Nearly 30 butchers from Colorado, Wyoming and New Mexico gathered in Highlands Ranch for a chance to win $20,000 in the annual Slice on Ice Qualifier Competition, hosted by the Texas Roadhouse steakhouse chain.

The ice rink at the new South Suburban Sports Complex was turned into a makeshift meat locker on Oct. 4, as competitors were given a total of 40 pounds of beef to carve up during a one-hour competition.

Stephanie Keck, a Texas Roadhouse marketing coach, said it is exciting to get back to hosting the competitions in the area, given they were canceled due to the pandemic in 2020.

Keck said the Oct. 4 event in Highlands Ranch was a qualifier competition, which means the winner not only receives $20,000 but also earns to the right to go on and compete in the semi-finals. Winners of the semi-final events go on to compete in the 2021 national competition where the winner is crowned Meat Cutter of the Year.

The semi-finals and national competition will be held in Nashville in February.

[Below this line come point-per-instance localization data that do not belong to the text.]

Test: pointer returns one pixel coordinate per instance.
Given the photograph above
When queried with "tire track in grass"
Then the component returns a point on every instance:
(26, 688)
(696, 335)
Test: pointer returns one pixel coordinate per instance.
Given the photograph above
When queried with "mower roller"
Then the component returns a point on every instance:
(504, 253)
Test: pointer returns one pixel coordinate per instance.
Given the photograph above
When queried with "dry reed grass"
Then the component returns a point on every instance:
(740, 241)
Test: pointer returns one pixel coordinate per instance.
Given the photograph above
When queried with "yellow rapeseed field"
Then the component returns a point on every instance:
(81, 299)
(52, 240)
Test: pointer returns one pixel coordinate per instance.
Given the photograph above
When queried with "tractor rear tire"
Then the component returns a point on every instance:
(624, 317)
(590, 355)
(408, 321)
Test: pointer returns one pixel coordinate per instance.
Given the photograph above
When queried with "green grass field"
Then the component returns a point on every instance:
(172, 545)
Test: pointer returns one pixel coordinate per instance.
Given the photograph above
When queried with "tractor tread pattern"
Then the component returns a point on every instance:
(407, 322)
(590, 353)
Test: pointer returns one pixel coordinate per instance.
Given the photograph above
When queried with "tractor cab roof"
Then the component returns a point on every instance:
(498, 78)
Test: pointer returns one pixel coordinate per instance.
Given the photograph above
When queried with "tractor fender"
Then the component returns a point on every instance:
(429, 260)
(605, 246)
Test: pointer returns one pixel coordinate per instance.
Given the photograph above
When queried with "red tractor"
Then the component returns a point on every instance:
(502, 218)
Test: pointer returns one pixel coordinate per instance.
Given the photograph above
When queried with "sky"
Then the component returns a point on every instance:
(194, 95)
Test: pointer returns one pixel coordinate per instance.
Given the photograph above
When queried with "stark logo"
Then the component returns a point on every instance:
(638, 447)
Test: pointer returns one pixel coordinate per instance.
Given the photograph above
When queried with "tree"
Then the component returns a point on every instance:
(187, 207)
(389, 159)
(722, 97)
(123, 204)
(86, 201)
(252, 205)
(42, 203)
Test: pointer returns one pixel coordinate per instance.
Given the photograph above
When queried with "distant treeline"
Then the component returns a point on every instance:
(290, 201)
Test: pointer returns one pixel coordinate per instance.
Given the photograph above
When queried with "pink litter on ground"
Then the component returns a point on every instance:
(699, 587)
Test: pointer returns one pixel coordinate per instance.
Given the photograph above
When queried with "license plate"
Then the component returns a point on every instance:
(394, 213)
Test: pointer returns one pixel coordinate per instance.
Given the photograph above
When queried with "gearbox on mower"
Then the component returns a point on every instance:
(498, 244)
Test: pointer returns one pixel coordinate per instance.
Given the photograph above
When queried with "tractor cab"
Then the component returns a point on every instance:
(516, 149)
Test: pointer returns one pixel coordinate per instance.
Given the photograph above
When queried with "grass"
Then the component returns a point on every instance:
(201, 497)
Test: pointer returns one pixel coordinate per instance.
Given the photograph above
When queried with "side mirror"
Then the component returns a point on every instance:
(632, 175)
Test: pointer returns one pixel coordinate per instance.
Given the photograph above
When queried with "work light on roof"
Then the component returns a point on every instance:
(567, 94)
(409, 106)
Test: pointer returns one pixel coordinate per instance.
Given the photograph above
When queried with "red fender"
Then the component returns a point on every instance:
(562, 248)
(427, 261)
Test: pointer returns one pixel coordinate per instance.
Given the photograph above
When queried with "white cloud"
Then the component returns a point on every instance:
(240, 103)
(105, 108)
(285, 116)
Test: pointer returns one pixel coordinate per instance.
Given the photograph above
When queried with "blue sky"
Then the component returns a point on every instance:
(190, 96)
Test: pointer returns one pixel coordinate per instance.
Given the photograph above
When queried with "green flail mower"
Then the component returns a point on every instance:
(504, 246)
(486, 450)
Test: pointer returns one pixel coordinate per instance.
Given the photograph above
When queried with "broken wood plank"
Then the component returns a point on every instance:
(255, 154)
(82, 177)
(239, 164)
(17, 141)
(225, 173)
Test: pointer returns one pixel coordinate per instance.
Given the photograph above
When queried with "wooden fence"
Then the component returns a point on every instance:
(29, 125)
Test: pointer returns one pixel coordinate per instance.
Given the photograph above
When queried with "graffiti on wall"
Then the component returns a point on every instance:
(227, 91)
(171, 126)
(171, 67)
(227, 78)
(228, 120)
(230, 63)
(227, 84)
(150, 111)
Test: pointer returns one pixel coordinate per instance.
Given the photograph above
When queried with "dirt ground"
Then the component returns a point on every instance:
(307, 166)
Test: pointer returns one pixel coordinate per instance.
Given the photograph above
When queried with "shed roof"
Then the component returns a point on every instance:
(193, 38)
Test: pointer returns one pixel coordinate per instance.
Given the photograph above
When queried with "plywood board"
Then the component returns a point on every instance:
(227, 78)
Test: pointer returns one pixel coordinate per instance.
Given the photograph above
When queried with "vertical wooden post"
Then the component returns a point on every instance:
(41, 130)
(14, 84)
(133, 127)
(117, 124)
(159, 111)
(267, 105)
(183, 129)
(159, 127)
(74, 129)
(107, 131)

“At Texas Roadhouse, our professional butchers hand-cut every steak in each restaurant,” said Mike Castaneda, Texas Roadhouse senior product coach. “Our meat-cutting challenge recognizes the significant contributions of our talented butchers and we’re proud to reward and honor these individuals through this national competition.”

With judges constantly watching through the hour, Clint Hacker, the competition emcee, said competitors are judged on width of the cuts of sirloin, filet and ribeye. They are also judged on muscle-to-gristle ratio, marbling and technique, Hacker said.

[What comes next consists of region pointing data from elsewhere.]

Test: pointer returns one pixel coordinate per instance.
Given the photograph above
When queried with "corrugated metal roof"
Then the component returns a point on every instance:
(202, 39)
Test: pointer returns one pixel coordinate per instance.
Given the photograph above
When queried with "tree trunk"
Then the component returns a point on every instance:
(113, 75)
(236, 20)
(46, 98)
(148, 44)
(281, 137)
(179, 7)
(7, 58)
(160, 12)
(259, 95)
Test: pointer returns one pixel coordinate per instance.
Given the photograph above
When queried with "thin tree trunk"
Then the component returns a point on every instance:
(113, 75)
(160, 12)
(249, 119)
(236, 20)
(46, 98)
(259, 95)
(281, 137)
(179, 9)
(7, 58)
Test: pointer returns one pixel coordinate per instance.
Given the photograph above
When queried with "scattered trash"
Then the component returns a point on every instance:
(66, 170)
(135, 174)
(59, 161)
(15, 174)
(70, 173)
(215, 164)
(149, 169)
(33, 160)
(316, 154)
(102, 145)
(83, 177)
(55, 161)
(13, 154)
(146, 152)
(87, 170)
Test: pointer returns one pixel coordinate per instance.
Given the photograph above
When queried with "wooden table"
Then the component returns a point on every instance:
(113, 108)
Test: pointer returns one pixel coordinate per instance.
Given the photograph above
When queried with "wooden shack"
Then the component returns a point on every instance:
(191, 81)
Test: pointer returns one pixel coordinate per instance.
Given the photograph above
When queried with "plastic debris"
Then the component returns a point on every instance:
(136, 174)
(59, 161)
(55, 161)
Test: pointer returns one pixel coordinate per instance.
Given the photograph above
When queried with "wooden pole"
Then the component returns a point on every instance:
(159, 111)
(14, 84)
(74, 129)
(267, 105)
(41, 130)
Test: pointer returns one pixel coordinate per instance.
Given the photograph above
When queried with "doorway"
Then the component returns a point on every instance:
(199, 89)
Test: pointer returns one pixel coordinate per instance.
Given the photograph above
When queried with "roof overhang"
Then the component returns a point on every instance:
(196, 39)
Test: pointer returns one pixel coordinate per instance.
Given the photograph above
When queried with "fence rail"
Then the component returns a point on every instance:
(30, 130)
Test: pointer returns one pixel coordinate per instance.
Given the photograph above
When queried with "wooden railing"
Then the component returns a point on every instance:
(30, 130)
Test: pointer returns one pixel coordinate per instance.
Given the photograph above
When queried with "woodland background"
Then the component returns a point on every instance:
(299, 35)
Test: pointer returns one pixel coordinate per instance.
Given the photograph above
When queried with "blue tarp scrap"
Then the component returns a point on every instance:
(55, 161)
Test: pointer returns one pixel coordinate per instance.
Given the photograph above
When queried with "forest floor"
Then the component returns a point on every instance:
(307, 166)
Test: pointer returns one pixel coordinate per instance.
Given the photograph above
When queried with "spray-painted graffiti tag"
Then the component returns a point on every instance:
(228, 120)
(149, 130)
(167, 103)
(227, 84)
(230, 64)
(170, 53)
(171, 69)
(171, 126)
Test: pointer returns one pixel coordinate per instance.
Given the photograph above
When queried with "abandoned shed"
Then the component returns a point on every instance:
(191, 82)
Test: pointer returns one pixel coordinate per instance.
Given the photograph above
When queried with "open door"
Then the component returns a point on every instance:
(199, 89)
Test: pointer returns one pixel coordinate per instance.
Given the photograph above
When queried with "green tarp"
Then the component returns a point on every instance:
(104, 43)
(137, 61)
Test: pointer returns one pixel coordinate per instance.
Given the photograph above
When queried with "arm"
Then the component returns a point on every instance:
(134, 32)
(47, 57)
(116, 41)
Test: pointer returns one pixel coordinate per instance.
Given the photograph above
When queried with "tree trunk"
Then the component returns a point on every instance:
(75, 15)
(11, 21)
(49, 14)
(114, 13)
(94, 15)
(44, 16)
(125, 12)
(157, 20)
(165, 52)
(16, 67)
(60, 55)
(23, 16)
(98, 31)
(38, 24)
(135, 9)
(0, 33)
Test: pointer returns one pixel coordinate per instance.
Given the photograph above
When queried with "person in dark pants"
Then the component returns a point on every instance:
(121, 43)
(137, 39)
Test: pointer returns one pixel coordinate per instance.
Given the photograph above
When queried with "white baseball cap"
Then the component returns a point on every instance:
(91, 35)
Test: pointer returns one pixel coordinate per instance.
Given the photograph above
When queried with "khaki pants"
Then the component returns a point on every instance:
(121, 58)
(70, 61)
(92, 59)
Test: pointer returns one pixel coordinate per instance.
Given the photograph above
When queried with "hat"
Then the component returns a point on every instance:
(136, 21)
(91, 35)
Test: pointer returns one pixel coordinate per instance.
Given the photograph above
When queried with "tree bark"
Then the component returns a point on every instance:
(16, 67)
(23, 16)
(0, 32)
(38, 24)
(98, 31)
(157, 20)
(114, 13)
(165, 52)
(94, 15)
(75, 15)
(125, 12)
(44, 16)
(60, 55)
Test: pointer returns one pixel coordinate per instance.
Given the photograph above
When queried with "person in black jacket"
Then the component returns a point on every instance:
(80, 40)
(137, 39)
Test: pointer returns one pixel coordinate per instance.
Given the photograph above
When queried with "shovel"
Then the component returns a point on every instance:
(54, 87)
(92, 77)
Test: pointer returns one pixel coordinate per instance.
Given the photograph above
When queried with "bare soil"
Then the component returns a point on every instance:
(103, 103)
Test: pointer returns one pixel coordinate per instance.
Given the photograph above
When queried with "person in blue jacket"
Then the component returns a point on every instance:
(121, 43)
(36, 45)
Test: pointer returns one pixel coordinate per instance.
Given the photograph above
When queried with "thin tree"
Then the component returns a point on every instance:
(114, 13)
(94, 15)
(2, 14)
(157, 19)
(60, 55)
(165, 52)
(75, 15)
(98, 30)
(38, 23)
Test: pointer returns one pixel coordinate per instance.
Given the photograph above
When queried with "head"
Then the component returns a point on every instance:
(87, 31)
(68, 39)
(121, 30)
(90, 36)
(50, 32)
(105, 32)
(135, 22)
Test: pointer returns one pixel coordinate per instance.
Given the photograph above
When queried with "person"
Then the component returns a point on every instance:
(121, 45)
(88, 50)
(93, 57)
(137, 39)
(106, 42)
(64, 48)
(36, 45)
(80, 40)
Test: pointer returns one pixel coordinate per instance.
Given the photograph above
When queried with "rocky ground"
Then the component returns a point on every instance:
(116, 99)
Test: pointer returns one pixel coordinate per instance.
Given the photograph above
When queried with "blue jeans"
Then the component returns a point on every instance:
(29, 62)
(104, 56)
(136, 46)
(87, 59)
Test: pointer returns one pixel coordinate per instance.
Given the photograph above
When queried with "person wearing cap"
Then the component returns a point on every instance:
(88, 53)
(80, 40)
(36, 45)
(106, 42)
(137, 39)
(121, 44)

Mark Gurger said he drove from Albuqurque to compete in the 2021 competition. While he measured the fat down the center of a cut of meat in preparation of the official start time, Gurger said he has competed several times because “it is really a lot of fun.”

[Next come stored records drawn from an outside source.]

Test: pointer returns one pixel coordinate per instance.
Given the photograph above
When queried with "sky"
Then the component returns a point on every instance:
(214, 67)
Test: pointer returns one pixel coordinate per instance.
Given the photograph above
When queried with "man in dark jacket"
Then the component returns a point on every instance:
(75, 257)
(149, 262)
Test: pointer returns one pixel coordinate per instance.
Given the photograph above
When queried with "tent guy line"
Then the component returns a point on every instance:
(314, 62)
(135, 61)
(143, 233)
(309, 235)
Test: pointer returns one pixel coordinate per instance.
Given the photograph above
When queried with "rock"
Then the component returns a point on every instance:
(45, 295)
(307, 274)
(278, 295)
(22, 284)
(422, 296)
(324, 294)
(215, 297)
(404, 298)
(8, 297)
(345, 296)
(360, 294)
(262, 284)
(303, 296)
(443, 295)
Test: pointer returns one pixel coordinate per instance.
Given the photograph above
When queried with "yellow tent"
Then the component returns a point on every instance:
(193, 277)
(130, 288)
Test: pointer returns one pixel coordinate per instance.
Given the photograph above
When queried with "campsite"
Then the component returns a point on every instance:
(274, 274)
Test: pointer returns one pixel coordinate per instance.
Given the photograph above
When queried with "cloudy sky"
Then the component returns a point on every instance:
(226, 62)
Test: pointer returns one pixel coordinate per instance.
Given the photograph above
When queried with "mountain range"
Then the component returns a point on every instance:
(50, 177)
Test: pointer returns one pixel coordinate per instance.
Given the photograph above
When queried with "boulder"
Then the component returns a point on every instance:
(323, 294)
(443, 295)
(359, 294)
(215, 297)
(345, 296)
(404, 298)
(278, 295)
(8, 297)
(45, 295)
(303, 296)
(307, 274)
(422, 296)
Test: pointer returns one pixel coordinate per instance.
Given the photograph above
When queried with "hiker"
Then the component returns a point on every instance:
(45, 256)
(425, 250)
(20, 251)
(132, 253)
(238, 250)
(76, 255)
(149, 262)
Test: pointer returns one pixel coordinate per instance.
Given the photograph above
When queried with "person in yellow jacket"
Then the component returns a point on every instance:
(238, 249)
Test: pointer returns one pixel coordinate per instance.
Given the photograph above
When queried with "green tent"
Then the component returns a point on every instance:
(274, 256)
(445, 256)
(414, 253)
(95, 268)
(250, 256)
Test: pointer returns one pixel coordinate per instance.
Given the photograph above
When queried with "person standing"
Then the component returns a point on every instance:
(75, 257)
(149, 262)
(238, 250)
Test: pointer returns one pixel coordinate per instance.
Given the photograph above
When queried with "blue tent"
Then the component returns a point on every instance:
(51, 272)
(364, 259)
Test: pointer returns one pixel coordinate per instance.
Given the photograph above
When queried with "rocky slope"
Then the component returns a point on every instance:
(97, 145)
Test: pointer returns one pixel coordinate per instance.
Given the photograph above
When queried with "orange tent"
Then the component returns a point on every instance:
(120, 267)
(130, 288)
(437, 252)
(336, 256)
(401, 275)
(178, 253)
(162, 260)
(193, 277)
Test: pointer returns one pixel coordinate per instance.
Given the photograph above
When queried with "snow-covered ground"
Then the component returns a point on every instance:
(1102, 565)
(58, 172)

Zuriel Rubio, a native of Mexico, said he currently works in a restaurant in Wyoming. He said he was excited to come to the Highlands Ranch competition, noting this is his sixth time competing in the Slice on Ice challenge.

“I come every year because it is not just about a competition,” Rubio said. “I get to see other techniques and learn from others. I think that is the best part.”

Texas Roadhouse officials said it is important to host the competition and constantly encourage consistency among meat cutters. In an average year, Texas Roadhouse butchers cut about $1 million worth of meat and spend between seven and eight hours per day cutting meat in a 35-degree walk-in cooler.

The National Meat Cutting Challenge is part of Texas Roadhouse’s Meat Hero Program, which was created in 2001 to recognize daily efforts of the company’s meat cutters, who hand-cut each steak served at each restaurant.

Since the first Texas Roadhouse opened in 1993, the chain has grown to more than 580 locations in 49 states, including several in metro Denver, and 22 locations in nine foreign countries.